Highlights & Insights

  • Pioneering Problem Definition: First to extend consistency (recourse) from clustering to low-rank approximation—filling a significant gap in online algorithm theory.
  • Elegant \(\sqrt{k}\) Balance Point: The trade-off between replacing \(r\) factors (step-wise recourse \(k \cdot r\)) and periodic recomputation (\(k^2/r\)) is neatly optimized at \(r = \sqrt{k}\).
  • Rigorous Handling of Anti-Hadamard Matrices: Addressing boundary cases where optimal costs for integer matrices are exponentially small demonstrates theoretical depth.
  • Clear Practical Motivation: Solving the engineering pain point of frequent model retraining in feature engineering.

Limitations & Future Work

  • Purely Theoretical Contribution: The experiments are relatively simple and lack validation on large-scale real-world datasets (e.g., Netflix Prize).
  • Gap between Bounds: With an upper bound of \(O(k^{3/2}/\varepsilon^2)\) vs. a lower bound of \(\Omega(k/\varepsilon)\), the tightness of the \(\sqrt{k}\) factor remains an open question.
  • Row-only Arrival: More complex streaming models like column arrival, sliding windows, and insertion-deletion are not covered.
  • Future Directions: (a) Closing the gap between upper and lower bounds; (b) Expanding to dynamic streams (insertion + deletion); (c) Improving practical performance by incorporating distributional assumptions.
  • vs.

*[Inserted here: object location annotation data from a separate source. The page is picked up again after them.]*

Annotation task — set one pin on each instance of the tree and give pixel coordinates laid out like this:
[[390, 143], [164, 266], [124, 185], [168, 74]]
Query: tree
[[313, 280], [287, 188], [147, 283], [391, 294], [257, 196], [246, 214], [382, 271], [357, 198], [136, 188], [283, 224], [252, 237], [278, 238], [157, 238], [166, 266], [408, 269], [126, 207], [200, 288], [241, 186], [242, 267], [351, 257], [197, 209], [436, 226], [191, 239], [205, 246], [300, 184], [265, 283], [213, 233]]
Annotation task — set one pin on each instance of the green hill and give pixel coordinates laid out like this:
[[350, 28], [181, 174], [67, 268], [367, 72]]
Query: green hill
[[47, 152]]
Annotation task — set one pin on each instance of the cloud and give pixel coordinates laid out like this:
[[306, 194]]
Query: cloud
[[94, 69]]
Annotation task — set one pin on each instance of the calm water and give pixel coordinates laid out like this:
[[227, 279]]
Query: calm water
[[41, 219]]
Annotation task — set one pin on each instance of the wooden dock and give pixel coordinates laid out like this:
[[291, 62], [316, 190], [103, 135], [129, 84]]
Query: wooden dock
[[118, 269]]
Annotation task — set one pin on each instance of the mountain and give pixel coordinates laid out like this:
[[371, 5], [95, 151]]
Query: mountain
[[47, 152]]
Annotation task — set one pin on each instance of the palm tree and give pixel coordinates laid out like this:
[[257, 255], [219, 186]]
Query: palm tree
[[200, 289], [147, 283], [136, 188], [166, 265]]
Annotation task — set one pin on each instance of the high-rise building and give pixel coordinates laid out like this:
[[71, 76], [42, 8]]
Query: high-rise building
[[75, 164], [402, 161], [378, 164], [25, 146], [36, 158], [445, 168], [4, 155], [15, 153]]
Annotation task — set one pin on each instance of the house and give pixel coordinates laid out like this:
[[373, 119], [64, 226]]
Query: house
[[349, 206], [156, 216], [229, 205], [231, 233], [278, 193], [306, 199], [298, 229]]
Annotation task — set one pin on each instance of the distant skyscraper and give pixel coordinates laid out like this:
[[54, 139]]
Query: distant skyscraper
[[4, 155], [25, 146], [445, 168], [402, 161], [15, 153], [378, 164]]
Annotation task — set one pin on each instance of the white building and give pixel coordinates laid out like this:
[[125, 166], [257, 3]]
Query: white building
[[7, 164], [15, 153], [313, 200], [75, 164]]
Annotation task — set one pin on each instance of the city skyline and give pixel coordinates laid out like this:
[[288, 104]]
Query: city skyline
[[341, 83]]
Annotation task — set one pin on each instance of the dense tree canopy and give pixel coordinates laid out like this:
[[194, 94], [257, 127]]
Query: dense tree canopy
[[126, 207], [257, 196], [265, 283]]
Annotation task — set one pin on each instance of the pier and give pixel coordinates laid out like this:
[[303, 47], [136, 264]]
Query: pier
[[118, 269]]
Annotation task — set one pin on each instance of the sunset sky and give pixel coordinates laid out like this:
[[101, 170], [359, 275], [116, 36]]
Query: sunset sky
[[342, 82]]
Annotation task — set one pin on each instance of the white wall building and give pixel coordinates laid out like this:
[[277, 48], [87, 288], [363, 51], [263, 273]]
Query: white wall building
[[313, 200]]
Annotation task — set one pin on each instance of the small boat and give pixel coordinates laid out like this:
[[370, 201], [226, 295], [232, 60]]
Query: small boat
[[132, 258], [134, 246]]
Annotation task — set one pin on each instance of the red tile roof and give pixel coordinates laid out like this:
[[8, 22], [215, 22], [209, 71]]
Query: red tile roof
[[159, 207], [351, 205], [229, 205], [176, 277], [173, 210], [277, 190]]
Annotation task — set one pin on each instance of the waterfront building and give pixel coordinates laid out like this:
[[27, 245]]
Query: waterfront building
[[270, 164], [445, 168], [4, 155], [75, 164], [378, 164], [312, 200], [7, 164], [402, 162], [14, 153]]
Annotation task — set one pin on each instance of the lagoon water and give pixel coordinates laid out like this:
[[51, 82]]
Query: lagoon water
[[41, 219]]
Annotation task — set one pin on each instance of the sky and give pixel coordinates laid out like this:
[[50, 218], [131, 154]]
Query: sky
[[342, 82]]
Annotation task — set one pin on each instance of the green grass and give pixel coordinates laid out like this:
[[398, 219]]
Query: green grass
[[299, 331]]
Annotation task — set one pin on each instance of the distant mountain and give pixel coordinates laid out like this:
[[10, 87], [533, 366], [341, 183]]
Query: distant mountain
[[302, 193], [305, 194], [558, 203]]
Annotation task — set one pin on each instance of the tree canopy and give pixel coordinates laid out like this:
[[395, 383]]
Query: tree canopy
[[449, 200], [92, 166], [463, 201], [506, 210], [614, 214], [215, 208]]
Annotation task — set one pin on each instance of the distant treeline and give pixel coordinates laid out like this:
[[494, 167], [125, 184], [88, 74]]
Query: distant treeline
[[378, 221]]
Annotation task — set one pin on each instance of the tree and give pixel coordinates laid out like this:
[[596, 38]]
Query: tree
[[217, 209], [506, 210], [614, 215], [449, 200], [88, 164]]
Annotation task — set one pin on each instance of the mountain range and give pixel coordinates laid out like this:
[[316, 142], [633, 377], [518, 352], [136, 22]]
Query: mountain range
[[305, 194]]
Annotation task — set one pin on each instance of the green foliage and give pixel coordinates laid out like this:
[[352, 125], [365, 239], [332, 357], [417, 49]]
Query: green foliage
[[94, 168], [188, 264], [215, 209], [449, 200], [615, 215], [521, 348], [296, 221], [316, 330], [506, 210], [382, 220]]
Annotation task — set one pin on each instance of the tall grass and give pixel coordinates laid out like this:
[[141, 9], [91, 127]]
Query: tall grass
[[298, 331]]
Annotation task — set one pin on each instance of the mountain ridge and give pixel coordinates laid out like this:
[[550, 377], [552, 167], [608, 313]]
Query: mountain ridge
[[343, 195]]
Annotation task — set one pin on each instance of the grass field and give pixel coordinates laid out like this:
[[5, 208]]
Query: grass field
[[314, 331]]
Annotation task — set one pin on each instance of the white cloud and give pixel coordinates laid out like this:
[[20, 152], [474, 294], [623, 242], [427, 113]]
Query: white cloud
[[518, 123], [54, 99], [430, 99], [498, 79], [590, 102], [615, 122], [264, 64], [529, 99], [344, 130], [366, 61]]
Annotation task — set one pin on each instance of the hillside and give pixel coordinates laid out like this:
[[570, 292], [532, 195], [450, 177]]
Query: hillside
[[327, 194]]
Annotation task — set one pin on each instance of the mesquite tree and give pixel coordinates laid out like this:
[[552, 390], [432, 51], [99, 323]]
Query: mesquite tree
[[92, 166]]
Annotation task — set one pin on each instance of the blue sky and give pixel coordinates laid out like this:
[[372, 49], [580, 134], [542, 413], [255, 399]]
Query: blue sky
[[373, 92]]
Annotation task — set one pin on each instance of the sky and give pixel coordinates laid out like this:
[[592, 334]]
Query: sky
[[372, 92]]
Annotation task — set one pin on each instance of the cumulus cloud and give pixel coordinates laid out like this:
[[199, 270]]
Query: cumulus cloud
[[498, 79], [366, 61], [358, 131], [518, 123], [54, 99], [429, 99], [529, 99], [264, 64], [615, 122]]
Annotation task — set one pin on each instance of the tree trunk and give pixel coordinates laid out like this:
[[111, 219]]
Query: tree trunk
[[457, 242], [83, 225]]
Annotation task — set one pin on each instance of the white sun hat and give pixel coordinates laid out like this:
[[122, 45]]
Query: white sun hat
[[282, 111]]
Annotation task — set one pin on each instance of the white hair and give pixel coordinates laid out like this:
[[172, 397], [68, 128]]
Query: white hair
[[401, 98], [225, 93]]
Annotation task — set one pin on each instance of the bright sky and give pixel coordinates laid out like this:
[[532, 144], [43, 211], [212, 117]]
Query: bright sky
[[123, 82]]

Consistent Clustering (Lattanzi & Vassilvitskii): Consistent clustering uses geometric properties to select robust centers; low-rank approximation requires different subspace techniques.
  • vs. Frequent Directions: FD is an excellent streaming algorithm but has disastrous recourse. The proposed algorithm is specifically designed for consistency.
  • vs. Online PCA: Online PCA focuses on regret rather than recourse. These two objectives are orthogonal.

Rating

  • Novelty: ⭐⭐⭐⭐⭐ Pioneering problem definition + non-trivial algorithmic design and analysis.
  • Experimental Thoroughness: ⭐⭐⭐ Primarily theoretical, with basic but sufficient experimental validation.
  • Writing Quality: ⭐⭐⭐⭐⭐ Clear technical overview, intuitive explanations, and deep anti-Hadamard analysis.
  • Value: ⭐⭐⭐⭐ Opens a new direction for consistent online algorithms with practical inspiration for feature engineering.